Sharing the spoils, and sharing the loss

“Amsterdam ousts London as Europe’s top share trading hub”, claims the FT, seeing further proof that Brexit was a huge damaging mistake.

Of course Amsterdam hasn’t become “Europe’s top share trading hub”. It has only overtaken London in trading shares in EU-based companies; London’s dominance in trading shares from the rest of the world has continued. Also the data only measures trades that go through the stock market; the off-market private trading between the big market participants isn’t included.

But is this a sign that other EU centres are giving London a run for its money? Are the smaller continental bourses getting better than London and so luring trading away? Of course not. 
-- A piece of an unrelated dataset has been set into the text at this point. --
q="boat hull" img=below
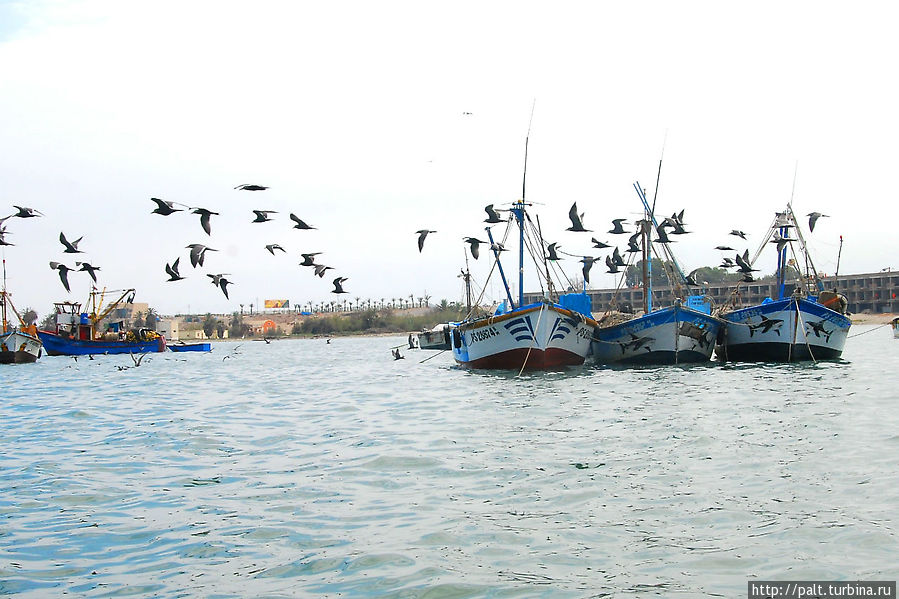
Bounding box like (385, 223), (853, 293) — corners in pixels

“The shift”, the FT notes, well away from the headline, “was prompted by a ban on EU-based financial institutions trading in London”. So it is not that Amsterdam is providing a better or more efficient service, but rather that the EU has indulged in its usual protectionism (or, possibly, a post-Brexit hissy fit), erecting artificial regulatory boundaries to protect the inefficient markets inside Fortress Europe from their competitors.
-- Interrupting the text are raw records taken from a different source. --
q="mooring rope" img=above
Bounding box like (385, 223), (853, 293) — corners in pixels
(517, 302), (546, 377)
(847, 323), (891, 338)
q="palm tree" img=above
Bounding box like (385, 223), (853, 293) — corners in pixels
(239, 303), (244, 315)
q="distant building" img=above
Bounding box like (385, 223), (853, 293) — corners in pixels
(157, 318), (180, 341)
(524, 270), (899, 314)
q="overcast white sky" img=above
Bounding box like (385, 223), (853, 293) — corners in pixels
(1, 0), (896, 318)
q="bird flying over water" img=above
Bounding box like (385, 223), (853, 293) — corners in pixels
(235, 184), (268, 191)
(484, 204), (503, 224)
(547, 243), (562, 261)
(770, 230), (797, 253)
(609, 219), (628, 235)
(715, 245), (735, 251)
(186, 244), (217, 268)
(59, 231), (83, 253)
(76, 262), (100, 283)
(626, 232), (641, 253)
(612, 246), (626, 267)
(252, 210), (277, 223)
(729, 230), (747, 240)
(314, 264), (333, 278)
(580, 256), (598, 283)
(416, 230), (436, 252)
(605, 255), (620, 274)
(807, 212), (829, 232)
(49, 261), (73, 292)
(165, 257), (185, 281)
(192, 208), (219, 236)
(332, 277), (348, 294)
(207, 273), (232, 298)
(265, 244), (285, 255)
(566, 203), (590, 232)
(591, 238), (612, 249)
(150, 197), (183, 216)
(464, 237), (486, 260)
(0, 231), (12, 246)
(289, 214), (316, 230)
Brussels’ excuse for putting up the barriers is that they do “not recognise UK exchanges as having the same supervisory status” as their own. Yet six weeks ago EU-based investors were allowed to trade in London, under the Brexit transitional arrangements. What has changed in the meantime? Has the London Stock Exchange slashed its regulation and lowered its standards? Has the Square Mile become the Wild West overnight? Have the ‘Singapore-on-Thames’ rumours come true? Of course not; London’s regulatory system has continued as it did before, yet suddenly the EU refuses to recognise it.
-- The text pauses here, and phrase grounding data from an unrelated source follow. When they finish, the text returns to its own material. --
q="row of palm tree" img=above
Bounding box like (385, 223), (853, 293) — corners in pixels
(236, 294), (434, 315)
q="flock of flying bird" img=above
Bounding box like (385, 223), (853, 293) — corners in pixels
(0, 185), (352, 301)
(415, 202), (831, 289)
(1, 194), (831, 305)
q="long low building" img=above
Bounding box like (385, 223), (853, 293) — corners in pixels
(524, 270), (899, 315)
This is childish behaviour by the EU; rather than co-operating, treating each other as grown-ups and mutually recognising working regulatory systems, the Commission is sulking that ‘if you won’t play our way, we are taking our ball home’.

But the EU’s petulism is damaging for its citizens. London still has the expertise, the people and, crucially, the quantity of money managed there to create more efficient, innovative and effective markets. But if trading is spread across various smaller European exchanges, lacking London’s deep resources, costs will be higher and markets more erratic. Price differences will appear between different continental stock markets, allowing wily traders to profit from arbitrage at the expense of private and institutional investors.

By shutting its people out of their preferred market of London, the EU is downgrading them to a second-best service. If pension funds and other investments face higher costs and increased volatility, the ultimate losers will not be London’s bankers but Europe’s workers.